La Commission européenne s’oppose au projet espagnol de régularisation de 500 000 migrant·e·s.

Le gouvernement espagnol a récemment annoncé la régularisation d’un demi-million de personnes en situation irrégulière, une initiative qui suscite interrogations et contestations au sein de la Commission européenne.

Le gouvernement espagnol décide de régulariser 500 000 personnes  

Durant le mois de janvier, l’Espagne a annoncé une politique  permettant la régularisation de 500 000 migrant·e·s se trouvant sur son sol. Effectivement, cette mesure, portée par le gouvernement espagnol de gauche, serait mise en œuvre par décret-loi afin d’éviter un rejet de l’opposition de droite et d’extrême droite. La secrétaire générale Ione Belarra s’est exprimée : « Il est clair qu’ils travaillent, et qu’ils travaillent dans des conditions d’exploitation. Travailler sans papiers, c’est l’esclavage du 21ème siècle. C’est l’objectif de cette régularisation : que personne dans ce pays ne travaille sans droits ».  

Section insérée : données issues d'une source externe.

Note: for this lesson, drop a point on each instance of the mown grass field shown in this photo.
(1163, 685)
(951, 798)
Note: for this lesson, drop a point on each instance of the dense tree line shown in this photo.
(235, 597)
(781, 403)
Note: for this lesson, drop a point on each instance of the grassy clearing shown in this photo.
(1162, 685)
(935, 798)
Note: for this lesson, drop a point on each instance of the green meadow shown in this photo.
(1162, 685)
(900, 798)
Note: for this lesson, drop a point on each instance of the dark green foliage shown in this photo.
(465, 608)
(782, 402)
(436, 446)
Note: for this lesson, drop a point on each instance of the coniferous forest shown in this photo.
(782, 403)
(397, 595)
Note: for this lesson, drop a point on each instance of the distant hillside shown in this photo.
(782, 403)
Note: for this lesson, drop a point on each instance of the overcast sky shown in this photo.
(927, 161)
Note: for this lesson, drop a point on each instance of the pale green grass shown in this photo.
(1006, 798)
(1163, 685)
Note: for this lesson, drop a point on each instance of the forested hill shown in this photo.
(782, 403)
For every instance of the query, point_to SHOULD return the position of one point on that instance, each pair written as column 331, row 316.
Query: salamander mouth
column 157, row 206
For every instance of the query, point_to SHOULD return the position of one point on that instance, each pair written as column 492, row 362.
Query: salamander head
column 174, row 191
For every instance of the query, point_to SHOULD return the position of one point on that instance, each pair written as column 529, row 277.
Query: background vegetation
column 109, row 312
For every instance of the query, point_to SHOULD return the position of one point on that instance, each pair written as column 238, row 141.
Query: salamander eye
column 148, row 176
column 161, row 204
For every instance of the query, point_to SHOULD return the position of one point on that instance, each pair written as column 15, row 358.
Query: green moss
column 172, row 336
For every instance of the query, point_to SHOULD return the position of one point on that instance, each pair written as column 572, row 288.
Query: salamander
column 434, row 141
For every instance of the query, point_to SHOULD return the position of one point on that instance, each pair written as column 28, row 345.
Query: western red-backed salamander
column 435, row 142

Les personnes remplissant les critères pourront demander cette régularisation exceptionnelle jusqu’au 30 juin. L’acceptation du dossier suspendra toute procédure d’expulsion et donnera droit à un permis de séjour provisoire d’un an, avant une demande d’autorisation ordinaire.  

La Commission européenne émet des doutes sur cette direction prise par l’Espagne 

À l’annonce de la nouvelle mesure par le gouvernement espagnol, la Commission européenne a exprimé certaines réserves sur cette politique. En effet, de plus en plus l’Union européenne (UE) poursuit une politique en matière de migration et d’asile bien plus stricte. Le 10 février, le Parlement européen,  à la suite d’une coalition entre l’extrême-droite et la droite, a voté deux textes permettant aux États membres de l’UE d’envoyer des demandeur·euse·s d’asile vers des pays-tiers, dont la personne n’est pas ressortissante mais considérés comme « sûrs ».   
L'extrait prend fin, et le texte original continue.